12 de julho de 2007

Mercadante chuta bola nas costas e recebe bolada na cara

Valter Pomar responde ao artigo ‘Uma crítica injusta’ do Senador Aloízio Mercadante:
O Senado e a democracia
Um reconhecimento inicial: deve ser muito difícil ser petista e senador da República. A correlação de forças existente naquela “Casa” (bem como os hábitos senatoriais) exige, dos senadores petistas, muitas flexões táticas e verbais. Sem isso, provavelmente não seria possível aprovar posições de interesse do governo e do Partido.
É nestes marcos que interpreto o artigo intitulado “Uma crítica injusta”, do senador Aloizio Mercadante (PT-SP), publicado no jornal O Globo e na página eletrônica do PT, no dia 5 de julho. Noutras palavras: trata-se de garantir o fundamental (aprovar a entrada da Venezuela no Mercosul). Ademais, as declarações recentes do presidente da Venezuela colocaram os parlamentares petistas na defensiva. O pedido aprovado por senadores, dirigido ao governo da Venezuela, pedindo que fosse revista a decisão sobre a RCTV, só ganhou repercussão devido a resposta desproporcional do presidente Hugo Chávez. E a cobrança, feita aos congressos do Paraguai e do Brasil, de uma aprovação rápida da adesão da Venezuela ao Mercosul, sob pena da Venezuela desistir de entrar, foi um tiro no pé, ajudando os inimigos da integração.

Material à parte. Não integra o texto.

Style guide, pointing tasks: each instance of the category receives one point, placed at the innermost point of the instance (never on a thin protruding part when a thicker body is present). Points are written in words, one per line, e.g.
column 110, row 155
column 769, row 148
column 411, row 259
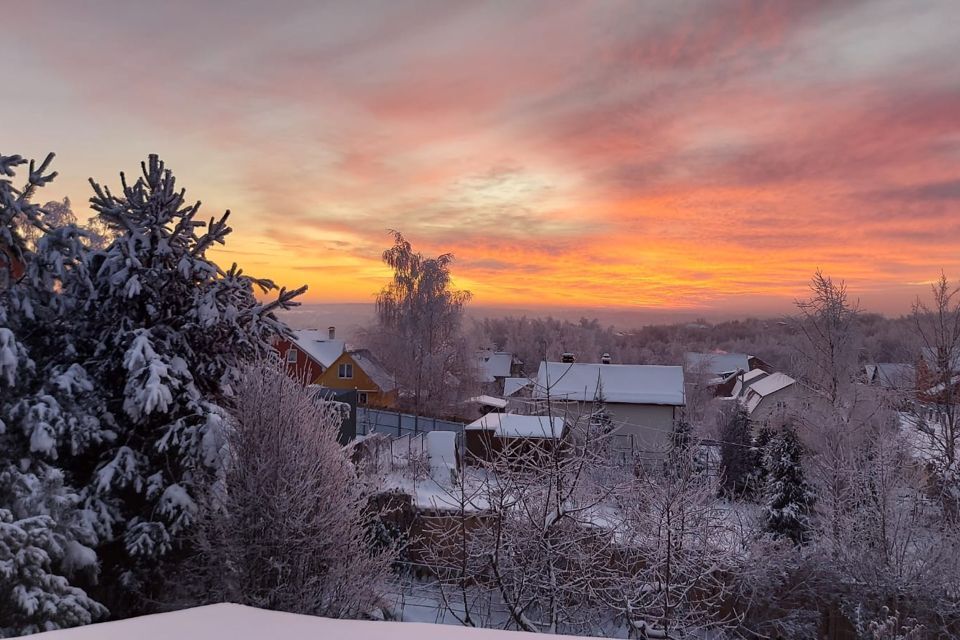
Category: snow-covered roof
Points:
column 892, row 375
column 494, row 364
column 511, row 425
column 743, row 382
column 319, row 346
column 625, row 383
column 513, row 385
column 951, row 357
column 490, row 401
column 718, row 364
column 771, row 384
column 373, row 369
column 238, row 622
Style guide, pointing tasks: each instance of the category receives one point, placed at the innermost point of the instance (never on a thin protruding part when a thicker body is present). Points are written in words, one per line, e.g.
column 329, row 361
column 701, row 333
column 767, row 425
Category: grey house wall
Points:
column 649, row 425
column 767, row 410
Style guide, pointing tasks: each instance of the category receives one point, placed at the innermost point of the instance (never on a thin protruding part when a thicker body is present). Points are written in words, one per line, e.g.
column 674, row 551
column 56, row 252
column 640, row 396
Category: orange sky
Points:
column 694, row 155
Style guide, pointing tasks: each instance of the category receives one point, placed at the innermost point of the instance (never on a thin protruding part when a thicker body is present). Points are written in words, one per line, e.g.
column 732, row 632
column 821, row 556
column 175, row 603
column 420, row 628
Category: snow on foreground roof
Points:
column 318, row 346
column 626, row 383
column 237, row 622
column 511, row 425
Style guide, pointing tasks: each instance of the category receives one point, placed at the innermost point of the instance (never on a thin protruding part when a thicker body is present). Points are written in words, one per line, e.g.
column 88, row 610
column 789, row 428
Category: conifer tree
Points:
column 48, row 413
column 166, row 331
column 788, row 497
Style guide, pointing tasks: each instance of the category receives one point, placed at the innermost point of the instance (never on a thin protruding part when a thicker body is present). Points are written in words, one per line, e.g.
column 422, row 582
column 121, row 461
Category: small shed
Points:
column 517, row 435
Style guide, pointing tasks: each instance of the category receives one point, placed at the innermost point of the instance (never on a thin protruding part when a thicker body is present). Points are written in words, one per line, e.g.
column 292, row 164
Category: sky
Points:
column 704, row 156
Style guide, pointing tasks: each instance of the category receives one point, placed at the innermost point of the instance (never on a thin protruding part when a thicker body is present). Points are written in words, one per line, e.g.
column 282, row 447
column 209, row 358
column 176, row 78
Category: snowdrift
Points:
column 237, row 622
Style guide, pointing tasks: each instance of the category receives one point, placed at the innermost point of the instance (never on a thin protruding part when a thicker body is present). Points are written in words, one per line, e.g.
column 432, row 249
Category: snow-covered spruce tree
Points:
column 47, row 414
column 287, row 527
column 788, row 497
column 736, row 456
column 166, row 331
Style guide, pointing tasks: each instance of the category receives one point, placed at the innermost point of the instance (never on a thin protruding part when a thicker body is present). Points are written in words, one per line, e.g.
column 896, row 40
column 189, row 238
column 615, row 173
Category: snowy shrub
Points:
column 289, row 527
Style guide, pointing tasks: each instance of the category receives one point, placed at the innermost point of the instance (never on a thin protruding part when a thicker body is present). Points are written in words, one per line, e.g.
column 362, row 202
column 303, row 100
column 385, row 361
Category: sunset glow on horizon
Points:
column 681, row 155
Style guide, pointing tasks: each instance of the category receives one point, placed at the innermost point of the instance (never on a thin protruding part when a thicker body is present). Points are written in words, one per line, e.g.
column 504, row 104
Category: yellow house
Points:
column 358, row 370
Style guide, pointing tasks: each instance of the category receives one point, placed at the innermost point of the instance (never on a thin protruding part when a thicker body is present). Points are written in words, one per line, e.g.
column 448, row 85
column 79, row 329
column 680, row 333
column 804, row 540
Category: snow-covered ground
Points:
column 237, row 622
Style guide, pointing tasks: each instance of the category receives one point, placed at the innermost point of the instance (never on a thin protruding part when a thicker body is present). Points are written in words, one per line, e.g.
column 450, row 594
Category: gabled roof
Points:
column 490, row 401
column 771, row 384
column 892, row 375
column 513, row 385
column 950, row 357
column 511, row 425
column 494, row 364
column 318, row 346
column 623, row 383
column 745, row 381
column 374, row 370
column 719, row 364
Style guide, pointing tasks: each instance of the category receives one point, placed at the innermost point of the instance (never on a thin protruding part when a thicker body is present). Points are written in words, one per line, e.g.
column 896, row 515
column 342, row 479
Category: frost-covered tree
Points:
column 48, row 415
column 419, row 334
column 937, row 328
column 787, row 496
column 286, row 527
column 164, row 333
column 675, row 550
column 827, row 327
column 736, row 457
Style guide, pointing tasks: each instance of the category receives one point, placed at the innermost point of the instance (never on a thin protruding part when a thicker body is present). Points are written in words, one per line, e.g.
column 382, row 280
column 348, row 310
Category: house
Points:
column 489, row 404
column 310, row 353
column 517, row 435
column 496, row 366
column 716, row 365
column 516, row 387
column 769, row 396
column 644, row 401
column 357, row 369
column 744, row 380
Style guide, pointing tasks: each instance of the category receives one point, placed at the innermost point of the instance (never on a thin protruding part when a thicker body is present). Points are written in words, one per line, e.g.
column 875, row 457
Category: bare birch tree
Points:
column 827, row 324
column 418, row 334
column 937, row 326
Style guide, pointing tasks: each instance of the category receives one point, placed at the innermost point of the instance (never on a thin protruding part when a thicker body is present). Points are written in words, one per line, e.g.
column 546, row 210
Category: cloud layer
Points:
column 702, row 155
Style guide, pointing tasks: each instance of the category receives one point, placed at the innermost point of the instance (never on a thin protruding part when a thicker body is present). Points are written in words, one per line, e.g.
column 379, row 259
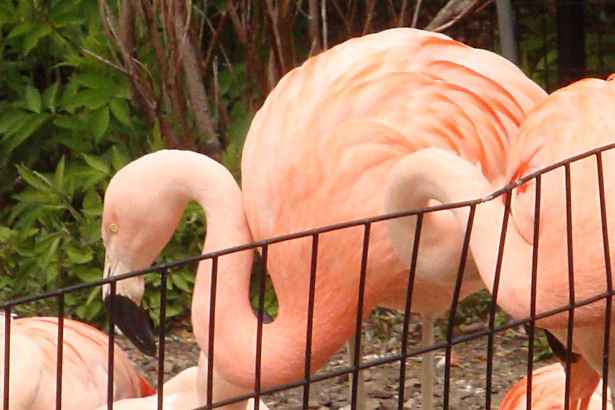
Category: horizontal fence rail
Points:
column 405, row 352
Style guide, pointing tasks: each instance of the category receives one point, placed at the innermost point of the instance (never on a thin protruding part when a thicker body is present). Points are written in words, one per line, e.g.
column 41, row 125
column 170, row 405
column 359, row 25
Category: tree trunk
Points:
column 570, row 19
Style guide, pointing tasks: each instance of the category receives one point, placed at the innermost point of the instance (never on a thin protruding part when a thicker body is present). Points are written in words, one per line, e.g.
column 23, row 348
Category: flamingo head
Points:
column 140, row 214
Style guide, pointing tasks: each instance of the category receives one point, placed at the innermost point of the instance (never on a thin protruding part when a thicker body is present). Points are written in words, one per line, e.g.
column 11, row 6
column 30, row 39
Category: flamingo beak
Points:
column 133, row 321
column 124, row 306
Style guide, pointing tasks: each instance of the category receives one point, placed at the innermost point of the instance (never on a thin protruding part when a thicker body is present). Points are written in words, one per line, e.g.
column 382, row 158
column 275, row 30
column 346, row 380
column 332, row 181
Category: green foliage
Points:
column 66, row 126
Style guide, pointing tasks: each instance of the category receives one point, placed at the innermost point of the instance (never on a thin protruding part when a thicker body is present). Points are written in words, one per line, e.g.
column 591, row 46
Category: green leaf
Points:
column 96, row 163
column 33, row 99
column 94, row 81
column 120, row 110
column 78, row 256
column 58, row 177
column 69, row 94
column 35, row 179
column 100, row 123
column 35, row 121
column 92, row 204
column 20, row 30
column 32, row 38
column 49, row 96
column 10, row 120
column 118, row 159
column 180, row 282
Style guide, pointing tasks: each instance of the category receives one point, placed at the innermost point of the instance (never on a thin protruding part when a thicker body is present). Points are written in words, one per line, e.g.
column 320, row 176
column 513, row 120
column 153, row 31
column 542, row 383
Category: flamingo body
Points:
column 568, row 122
column 33, row 352
column 548, row 385
column 319, row 152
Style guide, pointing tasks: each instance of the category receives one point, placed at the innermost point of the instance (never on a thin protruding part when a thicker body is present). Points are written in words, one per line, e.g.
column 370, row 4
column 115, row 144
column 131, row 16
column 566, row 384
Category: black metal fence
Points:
column 537, row 38
column 405, row 352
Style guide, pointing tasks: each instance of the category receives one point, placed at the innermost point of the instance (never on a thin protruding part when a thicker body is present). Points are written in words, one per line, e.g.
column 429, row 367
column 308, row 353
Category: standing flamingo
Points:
column 181, row 392
column 572, row 120
column 548, row 385
column 33, row 358
column 319, row 152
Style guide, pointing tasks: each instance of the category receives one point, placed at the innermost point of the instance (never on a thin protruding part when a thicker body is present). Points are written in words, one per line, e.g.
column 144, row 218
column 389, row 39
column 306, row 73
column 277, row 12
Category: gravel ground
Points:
column 380, row 337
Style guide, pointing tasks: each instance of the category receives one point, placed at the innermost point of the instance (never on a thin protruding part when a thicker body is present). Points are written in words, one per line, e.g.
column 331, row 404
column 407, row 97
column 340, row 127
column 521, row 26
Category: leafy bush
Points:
column 66, row 126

Isto posto, acho que o Senador Mercadante, no justo propósito de convencer seus pares e a sociedade de que continua sendo fundamental aprovar a entrada da Venezuela no Mercosul, lançou mão de alguns argumentos totalmente incorretos.
Em primeiro lugar, é um erro defender a entrada da Venezuela no Mercosul com o argumento de que o “jovem Mercosul” pode desempenhar um papel “civilizador” para com a Venezuela. Desde a colonização, os que prometem civilização e democracia, costumam entregar barbárie e ditadura. Ademais, é inaceitável comparar (mesmo que indiretamente) o governo Chávez com as ditaduras de Franco e Salazar.
O que a direita mais deseja é, exatamente, convencer as pessoas do caráter “ditatorial” e “totalitário” do “populista” Chávez. Não vejo por qual motivo devemos alimentar, ainda que com mediações, esta linha de argumentação.
Mercadante erra, também, quando coloca no mesmo plano o golpe de 2002 e a não-renovação da concessão da RCTV.
Quando Chávez foi vítima de golpe militar, em 2002, o então deputado Mercadante conseguiu “aprovar, na Câmara, moção que repudiava quaisquer tentativas de interromper o processo democrático na Venezuela. Não se tratava de manifestar solidariedade a um governante, mas de apoiar a democracia na Venezuela (...). Agora, quando o Senado apela para que seja revista a decisão de fechar o canal RCTV, que apoiou o golpe de 2002, não o faz para manifestar repúdio ao governo venezuelano, mas essencialmente para dar suporte à democracia na Venezuela”.
Segundo Mercadante, num e noutro caso, o Congresso Nacional brasileiro age com a intenção de “proteger a democracia e os interesses” da Venezuela.
Podemos concordar ou discordar da não-renovação da concessão, mas dizer que a retomada de um bem público (a concessão) constitui ameaça a democracia, comparável a um golpe de Estado, é aceitar o argumento da direita, segundo o qual a existência da mídia privada (monopolista, por sinal) seria um indicador de excelência democrática.
Um comentário final sobre o texto do senador Mercadante. O fato de fazermos parte de certas instituições não deve nos levar a assumir um patriotismo institucional. Isto vale, por exemplo, para os senadores eleitos por nós do PT.
O Senado brasileiro é uma instituição profundamente antidemocrática. Ao contrário da Câmara, que representa o povo, o Senado deveria representar a federação. Mas a Constituinte deu ao Senado o papel de Câmara revisora. Com oito anos de mandato, com suplentes que não são eleitos pelo povo, com o poder de revisar as decisões dos deputados, o Senado precisa mudar muito, antes de poder ensinar democracia a quem quer que seja.